AfriGeneas Slave Research Forum
Baskerville slave records - att. Lloyd
Lloyd - I know you have the shoe list - but have you had a chance to look at any oter of these documents owned by VA historical Society:
56. Baskervill family papers, 1747-1928. 1,962 items. Mss1B2924a. Microfilm reel B3.
Of particular interest is section 15, which holds a number of post-Civil War agreements between William Rust Baskervill and former slaves. These agreements outline the work that various individuals had previously done as slaves and agreed to continue to do as hired laborers. Former domestic slaves had specific parts of the house and grounds (upstairs rooms, dining room, porches, and greenhouses) assigned to them for regular maintenance, as well as attendance on certain individuals. Men signed the contracts for their wives, but single women signed for themselves. The tenant farmers all signed one contract.

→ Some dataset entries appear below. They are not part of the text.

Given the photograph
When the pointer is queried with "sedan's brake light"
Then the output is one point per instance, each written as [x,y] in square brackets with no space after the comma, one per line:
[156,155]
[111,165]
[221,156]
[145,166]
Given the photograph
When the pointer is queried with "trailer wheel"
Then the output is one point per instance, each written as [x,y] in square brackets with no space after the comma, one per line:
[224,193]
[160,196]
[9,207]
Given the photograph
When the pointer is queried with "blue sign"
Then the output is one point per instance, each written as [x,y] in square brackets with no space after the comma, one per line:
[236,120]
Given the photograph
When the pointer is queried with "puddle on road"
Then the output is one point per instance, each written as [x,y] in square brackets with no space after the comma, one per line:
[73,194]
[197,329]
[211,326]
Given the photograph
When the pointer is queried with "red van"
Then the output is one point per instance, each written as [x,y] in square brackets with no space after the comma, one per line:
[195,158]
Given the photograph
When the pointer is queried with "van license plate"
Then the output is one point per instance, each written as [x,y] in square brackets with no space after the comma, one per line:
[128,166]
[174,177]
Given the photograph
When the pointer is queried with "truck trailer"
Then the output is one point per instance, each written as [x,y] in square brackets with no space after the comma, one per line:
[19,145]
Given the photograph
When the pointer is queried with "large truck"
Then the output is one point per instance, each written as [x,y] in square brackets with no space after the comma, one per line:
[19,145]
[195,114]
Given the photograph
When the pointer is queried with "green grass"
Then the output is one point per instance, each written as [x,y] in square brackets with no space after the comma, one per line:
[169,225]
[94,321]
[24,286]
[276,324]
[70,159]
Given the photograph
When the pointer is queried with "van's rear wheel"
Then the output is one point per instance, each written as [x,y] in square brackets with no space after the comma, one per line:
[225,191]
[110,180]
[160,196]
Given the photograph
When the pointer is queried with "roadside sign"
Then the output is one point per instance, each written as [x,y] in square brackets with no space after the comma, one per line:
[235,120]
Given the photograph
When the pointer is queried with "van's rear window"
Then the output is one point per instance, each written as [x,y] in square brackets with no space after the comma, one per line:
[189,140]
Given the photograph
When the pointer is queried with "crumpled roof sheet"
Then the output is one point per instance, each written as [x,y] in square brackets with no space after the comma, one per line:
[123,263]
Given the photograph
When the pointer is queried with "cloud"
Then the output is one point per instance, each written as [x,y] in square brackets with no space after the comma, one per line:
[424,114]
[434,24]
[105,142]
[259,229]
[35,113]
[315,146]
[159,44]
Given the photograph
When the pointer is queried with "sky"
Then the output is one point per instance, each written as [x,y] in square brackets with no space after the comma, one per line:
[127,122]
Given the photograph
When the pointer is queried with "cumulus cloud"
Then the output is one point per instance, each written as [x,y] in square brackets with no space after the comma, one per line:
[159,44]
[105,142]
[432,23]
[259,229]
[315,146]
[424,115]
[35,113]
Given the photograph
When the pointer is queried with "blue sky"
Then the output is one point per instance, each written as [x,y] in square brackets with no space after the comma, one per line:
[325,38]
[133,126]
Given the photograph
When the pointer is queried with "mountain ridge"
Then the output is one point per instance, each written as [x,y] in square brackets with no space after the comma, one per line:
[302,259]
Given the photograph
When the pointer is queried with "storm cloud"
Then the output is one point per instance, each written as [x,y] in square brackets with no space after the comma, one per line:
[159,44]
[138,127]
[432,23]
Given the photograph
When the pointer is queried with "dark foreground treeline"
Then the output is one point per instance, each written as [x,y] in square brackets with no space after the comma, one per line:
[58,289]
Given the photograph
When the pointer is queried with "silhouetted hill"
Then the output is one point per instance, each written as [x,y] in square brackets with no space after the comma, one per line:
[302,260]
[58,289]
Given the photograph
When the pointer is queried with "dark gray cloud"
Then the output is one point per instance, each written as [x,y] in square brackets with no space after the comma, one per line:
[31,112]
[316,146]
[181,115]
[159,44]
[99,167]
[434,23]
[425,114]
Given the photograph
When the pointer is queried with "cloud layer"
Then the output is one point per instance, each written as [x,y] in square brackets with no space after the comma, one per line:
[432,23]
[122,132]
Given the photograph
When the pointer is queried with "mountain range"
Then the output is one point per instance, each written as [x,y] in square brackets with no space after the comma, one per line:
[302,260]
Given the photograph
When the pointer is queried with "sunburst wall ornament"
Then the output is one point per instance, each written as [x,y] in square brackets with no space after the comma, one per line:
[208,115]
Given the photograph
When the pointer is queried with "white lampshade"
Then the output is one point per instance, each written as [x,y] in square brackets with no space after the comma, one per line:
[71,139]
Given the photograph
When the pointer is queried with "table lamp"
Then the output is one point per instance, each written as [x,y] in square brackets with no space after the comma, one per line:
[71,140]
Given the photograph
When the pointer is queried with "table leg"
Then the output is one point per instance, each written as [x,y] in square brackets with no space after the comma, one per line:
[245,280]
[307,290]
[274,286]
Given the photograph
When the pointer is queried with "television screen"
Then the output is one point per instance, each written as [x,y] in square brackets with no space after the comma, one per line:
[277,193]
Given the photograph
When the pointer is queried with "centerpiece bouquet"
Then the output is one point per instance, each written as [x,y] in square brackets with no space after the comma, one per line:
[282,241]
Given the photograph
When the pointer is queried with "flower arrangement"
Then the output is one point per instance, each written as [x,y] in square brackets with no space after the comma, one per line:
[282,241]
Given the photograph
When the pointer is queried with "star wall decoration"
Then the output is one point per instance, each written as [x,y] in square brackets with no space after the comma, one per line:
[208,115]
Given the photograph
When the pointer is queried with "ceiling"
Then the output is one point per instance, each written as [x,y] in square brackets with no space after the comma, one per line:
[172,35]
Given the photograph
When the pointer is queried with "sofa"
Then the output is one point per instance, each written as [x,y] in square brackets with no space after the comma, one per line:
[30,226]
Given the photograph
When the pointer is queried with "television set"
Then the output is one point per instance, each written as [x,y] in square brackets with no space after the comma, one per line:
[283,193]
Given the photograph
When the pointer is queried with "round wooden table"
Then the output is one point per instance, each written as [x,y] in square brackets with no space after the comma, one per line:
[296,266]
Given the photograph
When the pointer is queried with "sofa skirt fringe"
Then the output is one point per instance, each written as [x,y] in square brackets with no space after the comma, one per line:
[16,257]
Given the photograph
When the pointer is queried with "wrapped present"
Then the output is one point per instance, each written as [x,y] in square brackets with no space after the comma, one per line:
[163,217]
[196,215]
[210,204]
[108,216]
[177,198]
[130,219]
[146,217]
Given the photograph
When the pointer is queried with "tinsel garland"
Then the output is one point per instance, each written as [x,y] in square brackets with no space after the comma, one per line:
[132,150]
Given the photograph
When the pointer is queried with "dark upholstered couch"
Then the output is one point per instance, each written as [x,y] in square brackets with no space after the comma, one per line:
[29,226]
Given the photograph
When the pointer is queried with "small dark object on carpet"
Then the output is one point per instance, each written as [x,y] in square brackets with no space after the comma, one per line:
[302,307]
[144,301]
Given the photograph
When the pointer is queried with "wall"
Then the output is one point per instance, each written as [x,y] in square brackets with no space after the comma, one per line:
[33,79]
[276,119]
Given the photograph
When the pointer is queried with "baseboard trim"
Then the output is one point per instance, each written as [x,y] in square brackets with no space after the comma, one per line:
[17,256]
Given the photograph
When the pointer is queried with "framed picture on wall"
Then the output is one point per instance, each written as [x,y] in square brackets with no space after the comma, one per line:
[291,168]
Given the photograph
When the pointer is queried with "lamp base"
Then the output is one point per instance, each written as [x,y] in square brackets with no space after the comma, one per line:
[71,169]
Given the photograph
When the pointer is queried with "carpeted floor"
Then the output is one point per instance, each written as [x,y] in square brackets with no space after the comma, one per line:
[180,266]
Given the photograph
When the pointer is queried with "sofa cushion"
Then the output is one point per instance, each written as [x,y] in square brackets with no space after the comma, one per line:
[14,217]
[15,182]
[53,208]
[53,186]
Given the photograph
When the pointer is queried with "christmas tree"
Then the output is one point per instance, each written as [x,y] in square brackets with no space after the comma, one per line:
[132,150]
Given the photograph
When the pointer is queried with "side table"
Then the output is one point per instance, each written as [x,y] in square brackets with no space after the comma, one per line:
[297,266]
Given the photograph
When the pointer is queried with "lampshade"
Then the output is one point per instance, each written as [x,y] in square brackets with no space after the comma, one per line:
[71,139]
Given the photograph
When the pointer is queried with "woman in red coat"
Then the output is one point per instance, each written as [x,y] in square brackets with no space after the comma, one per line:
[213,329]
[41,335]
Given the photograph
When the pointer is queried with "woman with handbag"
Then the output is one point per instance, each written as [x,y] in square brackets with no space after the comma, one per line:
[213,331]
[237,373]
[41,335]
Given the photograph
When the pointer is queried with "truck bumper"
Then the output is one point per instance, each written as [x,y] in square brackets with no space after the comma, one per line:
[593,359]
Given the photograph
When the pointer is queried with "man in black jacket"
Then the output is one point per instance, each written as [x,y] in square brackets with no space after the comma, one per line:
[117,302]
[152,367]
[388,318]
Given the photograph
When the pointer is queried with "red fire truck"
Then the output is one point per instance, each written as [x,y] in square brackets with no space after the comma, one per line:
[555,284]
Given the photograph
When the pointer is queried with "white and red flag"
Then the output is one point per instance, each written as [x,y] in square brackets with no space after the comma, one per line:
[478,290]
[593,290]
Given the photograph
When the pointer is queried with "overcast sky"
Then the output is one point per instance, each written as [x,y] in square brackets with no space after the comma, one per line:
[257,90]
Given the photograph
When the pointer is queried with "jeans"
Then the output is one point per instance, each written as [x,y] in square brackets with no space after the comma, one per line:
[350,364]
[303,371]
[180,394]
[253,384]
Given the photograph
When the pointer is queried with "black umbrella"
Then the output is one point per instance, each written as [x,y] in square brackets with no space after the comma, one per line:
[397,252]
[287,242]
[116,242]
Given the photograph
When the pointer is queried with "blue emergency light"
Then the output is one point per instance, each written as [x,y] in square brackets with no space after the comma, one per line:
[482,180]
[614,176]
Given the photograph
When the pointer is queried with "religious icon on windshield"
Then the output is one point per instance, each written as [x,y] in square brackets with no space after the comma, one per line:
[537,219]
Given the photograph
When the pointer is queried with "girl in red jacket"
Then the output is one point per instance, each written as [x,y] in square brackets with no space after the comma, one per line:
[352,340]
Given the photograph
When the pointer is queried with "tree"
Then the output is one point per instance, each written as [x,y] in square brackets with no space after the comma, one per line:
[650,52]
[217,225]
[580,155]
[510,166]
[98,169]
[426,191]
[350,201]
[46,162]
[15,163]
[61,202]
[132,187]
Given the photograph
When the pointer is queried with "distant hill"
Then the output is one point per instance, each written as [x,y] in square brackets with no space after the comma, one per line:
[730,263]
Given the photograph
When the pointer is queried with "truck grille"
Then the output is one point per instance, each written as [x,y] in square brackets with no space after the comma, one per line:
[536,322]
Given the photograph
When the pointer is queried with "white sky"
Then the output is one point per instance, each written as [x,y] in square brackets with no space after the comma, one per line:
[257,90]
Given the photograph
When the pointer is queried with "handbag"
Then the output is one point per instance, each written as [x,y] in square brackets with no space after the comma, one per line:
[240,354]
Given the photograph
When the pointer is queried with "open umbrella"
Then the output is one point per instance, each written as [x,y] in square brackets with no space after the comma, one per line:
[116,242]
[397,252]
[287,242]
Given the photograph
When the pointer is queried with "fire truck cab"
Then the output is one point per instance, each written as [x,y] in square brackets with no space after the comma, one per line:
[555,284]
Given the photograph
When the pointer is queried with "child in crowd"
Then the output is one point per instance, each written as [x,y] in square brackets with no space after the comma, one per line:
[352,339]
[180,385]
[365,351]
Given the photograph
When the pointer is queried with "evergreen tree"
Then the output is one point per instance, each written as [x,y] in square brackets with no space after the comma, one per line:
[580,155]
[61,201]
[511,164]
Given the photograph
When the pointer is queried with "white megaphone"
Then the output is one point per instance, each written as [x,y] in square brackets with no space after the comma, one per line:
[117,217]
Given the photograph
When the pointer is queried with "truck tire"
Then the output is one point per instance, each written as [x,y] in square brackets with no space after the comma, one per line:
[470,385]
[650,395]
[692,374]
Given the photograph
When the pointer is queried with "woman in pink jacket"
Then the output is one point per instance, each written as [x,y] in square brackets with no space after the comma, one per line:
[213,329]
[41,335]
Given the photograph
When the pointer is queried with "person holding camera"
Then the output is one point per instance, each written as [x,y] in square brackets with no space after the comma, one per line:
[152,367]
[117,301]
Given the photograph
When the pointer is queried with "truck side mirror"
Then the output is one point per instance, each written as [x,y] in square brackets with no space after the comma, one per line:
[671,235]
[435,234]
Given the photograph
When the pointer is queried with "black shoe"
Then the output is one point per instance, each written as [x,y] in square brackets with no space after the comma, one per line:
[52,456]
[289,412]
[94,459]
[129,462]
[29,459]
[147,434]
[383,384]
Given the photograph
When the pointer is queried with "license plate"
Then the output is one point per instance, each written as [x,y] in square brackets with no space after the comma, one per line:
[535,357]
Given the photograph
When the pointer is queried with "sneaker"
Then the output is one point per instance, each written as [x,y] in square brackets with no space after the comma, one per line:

An undated list of slaves allotted to Mary Baskervill includes valuations for fourteen men, twelve women, and four children opposite a list of fifty slaves--names only. Another undated item consists of a list of birthdates for thirteen slaves, including parents' names (section 20). An account book belonging to Dr. Robert Dortch Baskervill (section 22) contains two lists, one of males belonging to Eureka plantation and one of females. The lists include parents' names and dates of birth and death, where applicable. Later entries in the account book delineate medical accounts with freedmen and indicate plantations with which they were affiliated, as well as who settled the accounts. Entries vary in detail from "visit for sick child" to "tooth extraction" and matters of women's health.
57. Baskervill family papers, 1751-1904. 755 items. Mss1B2924b. Microfilm reels B004 and C384.
58. Baskervill family papers, 1785-1912. 35 items. Mss1B2924c. Microfilm reel C385.
59. Baskervill family papers, 1787-1891. 622 items. Mss1B2924d. Microfilm reels C385-C387.
Three deeds, 1834–1837, cover slaves bought by Mark Alexander. The first names nine slaves; the second is for Dorcas, a slave woman; and the third is for Billy and his wife Nancy together with their eleven children (section 24). The 1866 agreements of James T. Alexander with nine freedmen outline the conduct and duties of freedmen for operating the plantation and the compensation for each worker (section 35).